LOL, in that first vid, I honestly thought the pony was going to get stepped on a time or two.

And that little girl is good. Push button horse or not, it takes some talent to sit that animated trot bareback.


----------



## tinyliny (Oct 31, 2009)

That camel was amazing! Tempi changes and all. WoW!


----------



## Gidget (Jan 19, 2010)

I love the camel!

they have awesome eyelashes that are to die for =D


----------



## ponyboy (Jul 24, 2008)

tinyliny said:


> That camel was amazing! Tempi changes and all. WoW!
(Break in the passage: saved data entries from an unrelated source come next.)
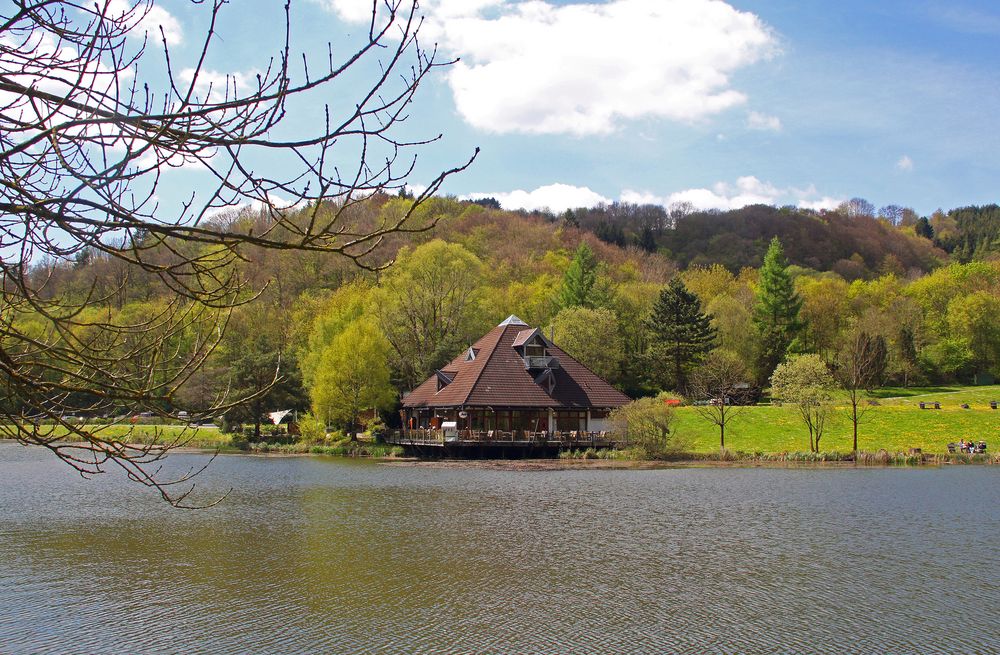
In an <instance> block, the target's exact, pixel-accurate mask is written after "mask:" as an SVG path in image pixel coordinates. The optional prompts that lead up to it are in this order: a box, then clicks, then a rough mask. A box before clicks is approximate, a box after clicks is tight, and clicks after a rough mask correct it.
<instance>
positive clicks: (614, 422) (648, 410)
mask: <svg viewBox="0 0 1000 655" xmlns="http://www.w3.org/2000/svg"><path fill="white" fill-rule="evenodd" d="M609 419H610V421H611V424H612V426H613V428H614V431H615V433H616V434H617V436H618V438H619V439H621V440H623V441H625V442H626V443H628V444H631V445H633V446H635V447H637V448H641V449H643V450H644V451H646V454H647V455H648V456H649V457H650V458H654V459H656V458H664V457H667V456H668V455H672V454H676V453H677V452H679V451H682V450H684V449H685V448H686V447H687V446H688V444H687V442H686V440H684V439H682V438H680V436H679V435H678V434H677V433H676V431H674V430H673V423H674V410H673V408H671V407H670V406H669V405H667V404H665V403H664V402H663V398H660V397H657V398H640V399H639V400H635V401H633V402H631V403H629V404H628V405H625V406H623V407H619V408H618V409H616V410H614V411H613V412H611V415H610V417H609Z"/></svg>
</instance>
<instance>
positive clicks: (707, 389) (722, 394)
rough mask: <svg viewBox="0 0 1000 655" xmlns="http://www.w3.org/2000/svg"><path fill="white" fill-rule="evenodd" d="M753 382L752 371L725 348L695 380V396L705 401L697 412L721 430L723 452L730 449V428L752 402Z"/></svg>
mask: <svg viewBox="0 0 1000 655" xmlns="http://www.w3.org/2000/svg"><path fill="white" fill-rule="evenodd" d="M749 379H750V371H749V370H748V369H747V367H746V364H745V363H744V362H743V360H741V359H740V358H739V357H738V356H736V355H735V354H734V353H732V352H729V351H726V350H722V349H721V348H720V349H718V350H714V351H712V352H710V353H709V354H708V357H706V358H705V361H704V362H702V364H701V366H699V367H698V368H697V369H695V371H694V374H693V375H692V377H691V389H692V394H691V395H692V396H693V397H694V398H696V399H697V400H699V401H702V402H701V404H696V405H695V406H694V409H695V411H696V412H697V413H698V415H699V416H700V417H701V418H703V419H704V420H705V421H707V422H709V423H712V424H713V425H715V426H717V427H718V428H719V448H720V449H722V448H725V447H726V426H727V425H729V424H730V423H731V422H732V420H733V419H734V418H736V417H737V416H739V415H740V414H741V413H742V412H743V410H745V409H746V408H747V405H748V403H749V402H750V400H751V398H750V397H749V396H750V388H749V385H748V380H749Z"/></svg>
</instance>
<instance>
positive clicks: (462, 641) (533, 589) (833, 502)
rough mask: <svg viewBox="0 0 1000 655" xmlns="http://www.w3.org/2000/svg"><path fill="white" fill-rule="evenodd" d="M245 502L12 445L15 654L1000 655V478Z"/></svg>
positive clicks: (5, 617) (374, 479)
mask: <svg viewBox="0 0 1000 655" xmlns="http://www.w3.org/2000/svg"><path fill="white" fill-rule="evenodd" d="M200 461H202V457H201V456H199V455H174V456H171V458H170V462H171V466H173V467H179V466H189V465H191V464H193V463H197V462H200ZM229 488H232V493H231V494H230V496H229V497H228V498H227V499H226V500H225V502H223V503H222V504H221V505H219V506H216V507H213V508H211V509H207V510H201V511H182V510H175V509H172V508H170V507H168V506H166V505H165V504H164V503H163V502H162V501H160V500H158V499H157V497H155V496H154V495H153V494H152V493H150V492H148V491H146V490H145V489H143V488H141V487H139V486H138V485H135V484H134V483H128V482H126V481H125V480H124V479H122V478H120V477H115V476H105V477H104V478H103V479H96V480H91V481H85V480H81V479H80V478H79V477H78V476H75V475H74V474H72V473H71V472H70V471H69V470H68V469H67V468H66V467H65V465H62V464H60V463H58V462H56V461H55V460H54V459H53V458H52V457H51V456H50V455H48V454H46V453H44V452H41V451H37V450H28V449H25V448H22V447H20V446H17V445H15V444H11V443H0V564H2V566H0V653H4V654H8V655H11V654H20V653H60V654H62V653H88V654H98V653H213V654H215V653H240V654H244V653H568V652H573V653H668V652H669V653H705V652H714V653H791V652H801V653H1000V467H958V466H956V467H949V468H941V469H932V468H919V469H879V468H862V469H847V470H842V469H752V468H749V469H666V470H655V471H597V470H583V471H579V470H578V471H549V472H539V471H534V472H515V471H496V470H482V469H471V468H470V469H462V468H445V469H441V468H426V467H401V466H386V465H381V464H376V463H371V462H357V463H356V462H349V461H344V460H337V459H325V458H263V457H249V456H228V457H220V458H218V459H217V460H216V461H215V462H214V463H213V464H212V466H211V467H210V468H209V470H208V471H207V472H206V473H204V474H203V475H202V476H201V477H200V479H199V489H200V490H201V491H202V492H204V493H206V494H208V495H211V494H213V493H220V492H224V491H225V490H227V489H229Z"/></svg>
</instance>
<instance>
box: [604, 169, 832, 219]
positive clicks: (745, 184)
mask: <svg viewBox="0 0 1000 655" xmlns="http://www.w3.org/2000/svg"><path fill="white" fill-rule="evenodd" d="M621 199H622V200H623V201H625V202H632V203H637V204H653V205H662V206H663V207H670V206H671V205H673V204H675V203H685V202H687V203H691V204H692V205H693V206H694V207H695V208H697V209H718V210H723V211H725V210H729V209H739V208H741V207H746V206H747V205H758V204H761V205H776V206H780V205H796V206H798V207H802V208H803V209H815V210H819V209H833V208H835V207H837V206H838V205H839V204H840V203H841V202H842V201H841V200H839V199H836V198H832V197H830V196H820V195H819V193H818V192H817V191H816V187H814V186H812V185H810V186H809V187H808V188H806V189H796V188H794V187H788V188H779V187H776V186H775V185H773V184H771V183H770V182H762V181H761V180H759V179H758V178H756V177H754V176H753V175H746V176H744V177H740V178H737V180H736V183H735V184H730V183H728V182H716V183H715V184H713V185H712V187H711V188H692V189H683V190H681V191H675V192H673V193H669V194H667V195H659V194H656V193H652V192H649V191H635V190H631V189H626V190H625V191H623V192H622V194H621Z"/></svg>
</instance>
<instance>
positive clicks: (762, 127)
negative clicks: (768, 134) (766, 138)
mask: <svg viewBox="0 0 1000 655" xmlns="http://www.w3.org/2000/svg"><path fill="white" fill-rule="evenodd" d="M747 127H749V128H750V129H751V130H765V131H769V132H780V131H781V119H780V118H778V117H777V116H768V115H767V114H762V113H760V112H757V111H752V112H750V114H749V115H748V116H747Z"/></svg>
Those weren't changes... camels pace naturally. :wink:


----------



## AnitaAnne (Oct 31, 2010)

I loved the camel!! I never knew thay could canter...then to do Tempi changes!! LOL


----------



## MacabreMikolaj (May 9, 2009)

ponyboy said:


> Those weren't changes... camels pace naturally. :wink:


Um, camels can't trot. They can still lope and you can't do tempi changes in a pace. The canter is still a lateral movement as opposed to a diagonal movement, so yes, he's doing tempi changes.


----------



## leonalee (Jul 1, 2010)

Haha - that Dressage Fail video (drunken sailor) is my most favorite, ever!


----------



## showjumper007 (Nov 29, 2010)

Wow that pony was soo cute


----------



## amandaisepic (Nov 4, 2010)

In the first video--what a good horse to do 1-tempi changes around a corner with a mini-me stuck to its side!


----------



## AlexS (Aug 9, 2010)

Your first video of the pony made me more emotional than I want to admit. That was too friggin cute! I love it!


----------



## HorseOfCourse (Jul 20, 2009)

I love the camel dressage video. All I can say is I don't see either of my camels running around the field doing that.


----------